Wednesday, April 25, 2012

Ghana needs immediate measures to tackle climate change

Story: Moses Dotsey Aklorbortu & Ama A. Baafi, Akosomb
Ghana needs to put in place immediate measures to deal with the economic implications of climate change, which is already having debilitating effects on the various sectors of the economy.
Dr Delali B. Dovie of the Regional Institute of Population Studies at the University of Ghana, who gave the warning said: “The looming crisis will affect sectors such as energy, infrastructure, agriculture, industry, health and the country has to rethink its development process and employ scientific findings to contain any effects”.

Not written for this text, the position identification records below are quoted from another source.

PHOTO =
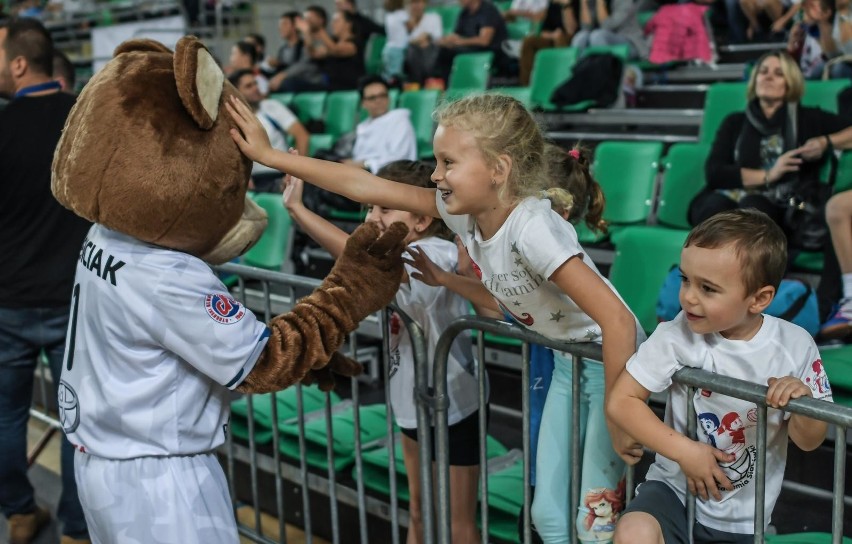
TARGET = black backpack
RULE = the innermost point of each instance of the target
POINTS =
(596, 77)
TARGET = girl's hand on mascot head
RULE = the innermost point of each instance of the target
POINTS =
(251, 136)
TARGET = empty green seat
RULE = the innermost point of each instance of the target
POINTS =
(373, 427)
(287, 404)
(823, 94)
(551, 68)
(683, 178)
(721, 100)
(310, 106)
(273, 248)
(471, 71)
(421, 104)
(341, 109)
(521, 94)
(643, 257)
(373, 53)
(627, 173)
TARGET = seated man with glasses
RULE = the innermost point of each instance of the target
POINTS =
(386, 135)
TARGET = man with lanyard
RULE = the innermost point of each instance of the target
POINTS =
(279, 122)
(40, 244)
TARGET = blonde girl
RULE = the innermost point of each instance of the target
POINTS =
(490, 172)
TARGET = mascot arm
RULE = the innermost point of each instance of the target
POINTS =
(303, 341)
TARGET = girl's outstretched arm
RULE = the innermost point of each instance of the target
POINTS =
(353, 183)
(618, 327)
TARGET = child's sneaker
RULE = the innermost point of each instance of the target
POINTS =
(839, 325)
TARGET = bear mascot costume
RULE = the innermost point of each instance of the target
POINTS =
(155, 342)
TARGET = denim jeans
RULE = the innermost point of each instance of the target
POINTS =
(24, 332)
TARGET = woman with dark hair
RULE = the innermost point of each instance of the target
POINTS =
(759, 154)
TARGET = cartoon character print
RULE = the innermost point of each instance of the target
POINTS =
(604, 505)
(817, 380)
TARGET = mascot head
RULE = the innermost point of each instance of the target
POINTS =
(146, 151)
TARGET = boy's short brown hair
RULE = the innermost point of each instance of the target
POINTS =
(759, 243)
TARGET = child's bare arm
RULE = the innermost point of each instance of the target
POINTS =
(353, 183)
(805, 432)
(431, 274)
(627, 407)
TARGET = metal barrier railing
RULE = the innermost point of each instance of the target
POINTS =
(839, 416)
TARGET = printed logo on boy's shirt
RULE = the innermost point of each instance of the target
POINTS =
(817, 380)
(223, 309)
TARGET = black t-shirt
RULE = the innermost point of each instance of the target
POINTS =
(39, 239)
(469, 24)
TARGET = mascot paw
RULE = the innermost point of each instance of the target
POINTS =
(338, 364)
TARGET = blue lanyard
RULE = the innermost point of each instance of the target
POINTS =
(46, 86)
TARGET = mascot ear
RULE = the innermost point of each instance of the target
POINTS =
(199, 81)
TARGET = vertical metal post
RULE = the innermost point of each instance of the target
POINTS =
(760, 476)
(691, 430)
(574, 499)
(525, 411)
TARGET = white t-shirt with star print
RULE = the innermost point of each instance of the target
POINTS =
(515, 264)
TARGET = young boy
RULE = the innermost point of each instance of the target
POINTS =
(731, 265)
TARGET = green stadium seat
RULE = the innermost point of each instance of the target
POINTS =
(341, 109)
(722, 99)
(310, 106)
(284, 98)
(522, 94)
(287, 404)
(373, 53)
(471, 71)
(823, 94)
(449, 16)
(683, 178)
(551, 68)
(273, 248)
(636, 277)
(421, 104)
(627, 173)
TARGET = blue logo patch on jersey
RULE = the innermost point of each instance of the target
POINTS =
(223, 309)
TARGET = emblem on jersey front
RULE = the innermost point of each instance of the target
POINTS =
(223, 309)
(69, 408)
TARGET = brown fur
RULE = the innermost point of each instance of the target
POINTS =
(146, 151)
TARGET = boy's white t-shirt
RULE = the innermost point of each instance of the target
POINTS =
(779, 349)
(515, 264)
(433, 308)
(155, 343)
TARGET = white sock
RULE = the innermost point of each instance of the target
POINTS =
(847, 286)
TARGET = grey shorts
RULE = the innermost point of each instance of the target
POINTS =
(659, 500)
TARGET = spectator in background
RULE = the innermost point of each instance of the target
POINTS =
(412, 45)
(305, 71)
(557, 30)
(280, 124)
(64, 72)
(244, 57)
(605, 23)
(292, 49)
(386, 135)
(41, 245)
(808, 39)
(480, 27)
(757, 153)
(363, 26)
(340, 59)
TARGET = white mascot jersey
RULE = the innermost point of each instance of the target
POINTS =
(154, 345)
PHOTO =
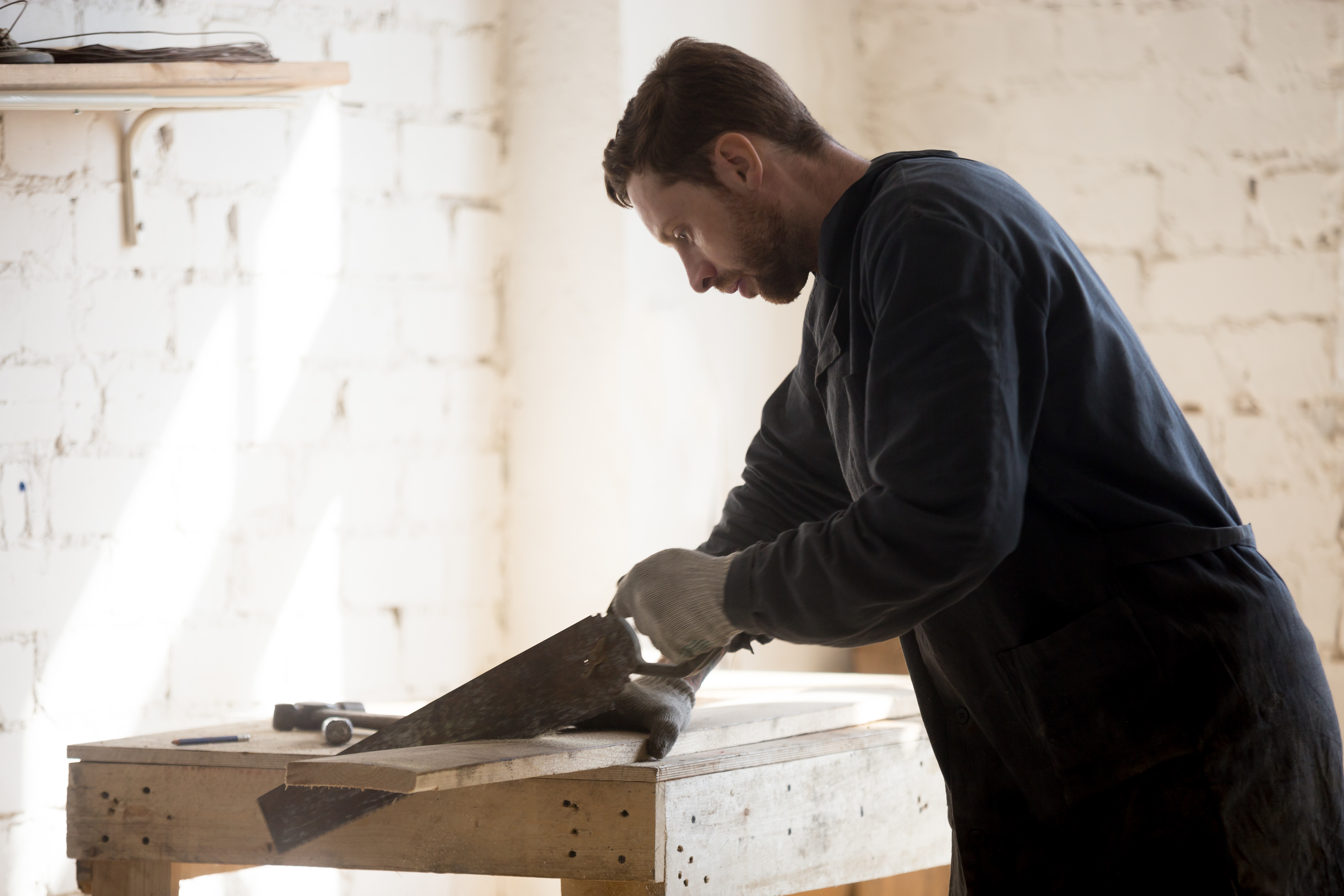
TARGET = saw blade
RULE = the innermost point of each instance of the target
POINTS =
(566, 679)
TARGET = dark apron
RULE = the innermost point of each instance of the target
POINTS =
(1100, 719)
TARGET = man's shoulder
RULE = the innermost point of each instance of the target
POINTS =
(941, 185)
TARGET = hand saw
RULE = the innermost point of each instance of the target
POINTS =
(566, 679)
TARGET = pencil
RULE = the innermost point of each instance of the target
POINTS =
(222, 739)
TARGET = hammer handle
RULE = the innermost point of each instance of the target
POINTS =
(358, 719)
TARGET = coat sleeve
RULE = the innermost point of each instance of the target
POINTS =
(947, 429)
(792, 473)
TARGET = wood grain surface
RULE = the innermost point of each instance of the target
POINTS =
(721, 721)
(177, 78)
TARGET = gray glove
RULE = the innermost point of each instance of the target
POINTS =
(677, 598)
(658, 706)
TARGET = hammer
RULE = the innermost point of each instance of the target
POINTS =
(336, 721)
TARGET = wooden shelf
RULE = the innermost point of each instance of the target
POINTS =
(175, 78)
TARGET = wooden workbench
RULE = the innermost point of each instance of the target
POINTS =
(771, 817)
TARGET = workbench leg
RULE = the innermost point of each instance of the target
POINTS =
(609, 888)
(134, 879)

Speaking to the Daily Graphic in Akosombo at the on-going Climate Change training for journalists across the country, Dr Dovie said even though it might not reflect directly in the country’s gross domestic product (GDP) it would have serious effects on the sectors contributing to it. The training programme is being sponsored by Africa Adaptation Programme and the International Centre for Journalists. He said one of the sectors that could seriously be affected was the country’s agriculture sector which depends heavily on rain and is also as major source of employment. That aside “If we don’t have rain
agriculture will be affected, the Akosombo Hydro plant will shut down and it will affect the country’s energy and it will trickle down to production and people will be out of business,” he said. Dr Dovie said if the country’s agriculture sector would soon be recording poor yields and some crops would not be able to do well, under the new weather, then income of the poor farmer would diminish. He said as a matter of urgency, the country should start putting monetary values on losses the country was likely to incur as a result of climate change on various sectors.
Dr Dovie said it was about time that linkages were explored financially, such that if agriculture, industry, energy and other sectors were affected there would be plans to deal with it. “It is therefore very important that serious steps were taking to plan ahead of time to avert the challenges pose by climate change,” he said. In the area of infrastructure, he explained that when there was a change in the weather and the floods destroy the roads, water tables falling deep down more financial resources had to be put in to fix it. “We have to rethink our development process, our planning, action plans as well as our budgetary concerns to ensure that financial implications mostly negative that might emerge from the impact of climate change does not manifest itself in the near future as far as Ghana was concern,” he said. He said there are various funds available to mitigate the impact of climate change, but many were embedded in the development agenda of all nations, therefore to access them there was the need to justify that there was a need for extra fund to pursue it. Dr Dovie said currently, most of the development partners were of the view that since climate change adaptation is related to development, it should be the responsibility of governments and not the partners.
“That is where we have insisted science has a role to play to diversify our strategies or our approaches in arriving at some of these justifications to enable us as a country to benefit,” he said.